As you know, OCD sufferers like to keep lists. BPDers keep lists too. Because a BPDer is always convinced she is "The Victim," she will keep a mental list of every infraction (real or imagined) that you ever did to her. And she will pull out the entire list nearly every time you have a bad argument, no matter how petty the issue.

Quote:
Always asking me who I was texting or why I stay so late at work.
Irrational jealousy is a warning sign for BPD because abandonment is one of the BPDer's great fears. The other great fear is the engulfment she feels during intimacy. Granted, BPDers typically crave intimacy like nearly everyone else. They cannot tolerate it very long, however, because their self identity is so fragile (making their personal boundaries very low).

Quote:
There's so much wrong, but so much right too.... The bad is bad, and the good is great.
BPDers generally are NOT bad people.
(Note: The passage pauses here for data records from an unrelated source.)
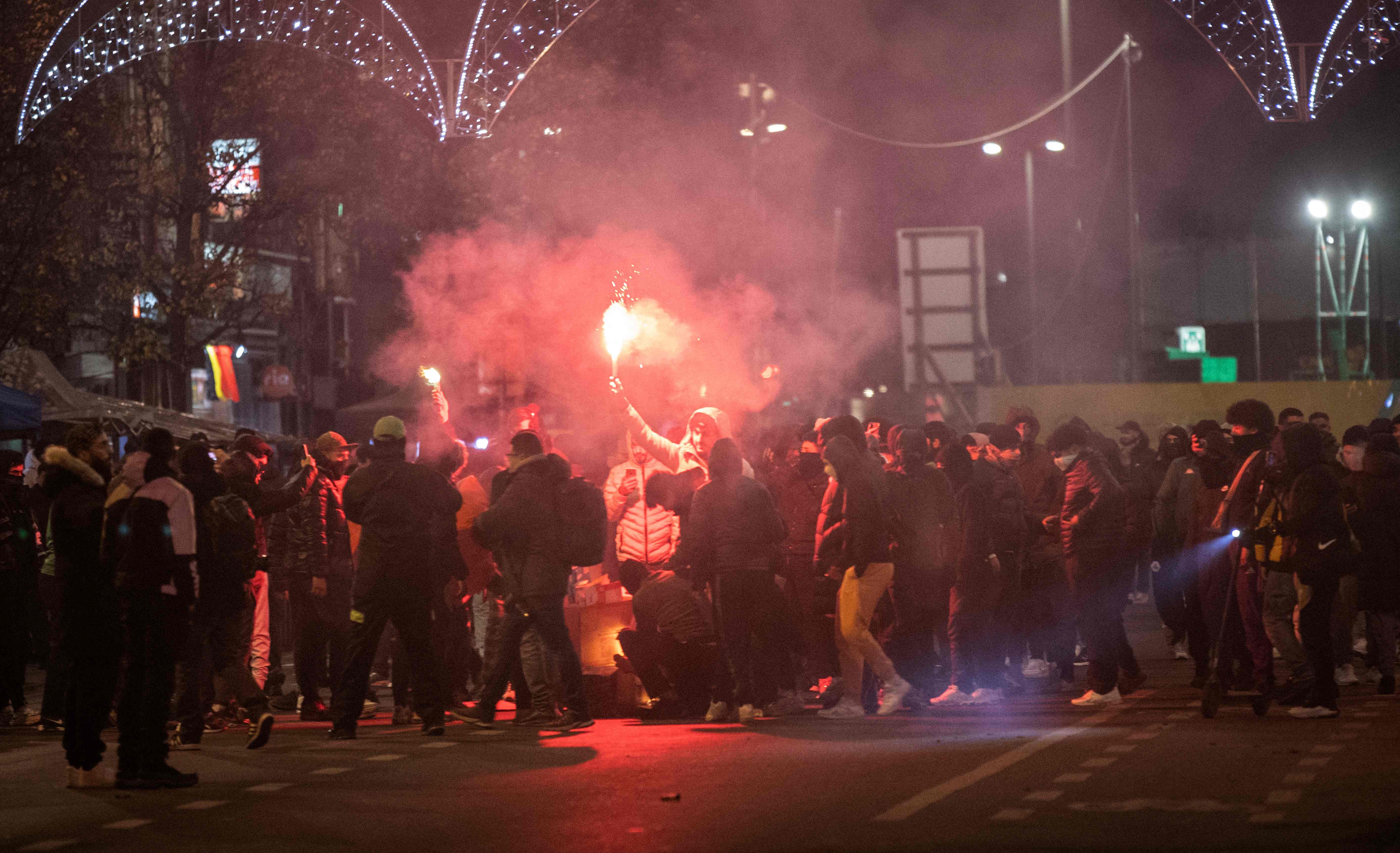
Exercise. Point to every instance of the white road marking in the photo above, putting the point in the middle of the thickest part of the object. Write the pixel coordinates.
(990, 768)
(127, 824)
(202, 805)
(1069, 778)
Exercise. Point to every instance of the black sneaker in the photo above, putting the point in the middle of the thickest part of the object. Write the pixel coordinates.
(475, 717)
(288, 701)
(569, 722)
(259, 729)
(164, 775)
(129, 781)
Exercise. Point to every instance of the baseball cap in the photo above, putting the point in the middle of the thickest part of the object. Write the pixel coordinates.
(388, 428)
(332, 443)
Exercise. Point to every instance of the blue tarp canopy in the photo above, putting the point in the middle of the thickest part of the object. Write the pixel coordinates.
(20, 413)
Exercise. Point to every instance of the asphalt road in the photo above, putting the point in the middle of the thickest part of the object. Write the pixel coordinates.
(1034, 774)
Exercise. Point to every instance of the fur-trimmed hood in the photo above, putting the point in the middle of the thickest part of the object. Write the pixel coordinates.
(61, 468)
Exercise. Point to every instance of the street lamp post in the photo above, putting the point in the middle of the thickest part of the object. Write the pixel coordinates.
(1032, 287)
(1342, 286)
Their problem is not being BAD but, rather, being UNSTABLE. The vast majority of BPDers are compassionate and caring with their casual friends, business associates, and total strangers -- because none of those folks come close enough to trigger the two fears. Moreover, many of these high functioning BPDers exhibit a warmth and purity of expression that is very childlike, making them easy to fall in love with. Indeed, two of the world's most beloved women -- Marilyn Monroe and Princess Diana -- both exhibited full-blown BPD if their biographers are correct.

Quote:
She's sought counseling in the past and I think she would be understanding of me going on my own.
Going to IC on your own is a great idea. I suggest that you see a clinical psychologist -- for a visit or two all by yourself -- to obtain a candid professional opinion on what it is you and your young son are dealing with. I also suggest that, while you're looking for a good psych, you read about BPD warning signs to see if they seem to apply.

An easy place to start reading is my list of red flags at 18 Warning Signs. If most sound very familiar, I would suggest you also read my more detailed description of these red flags at my posts in Maybe's Thread. If that description rings many bells, I would be glad to join Nix2 and the other respondents in discussing them with you. Take care, LoveHurts.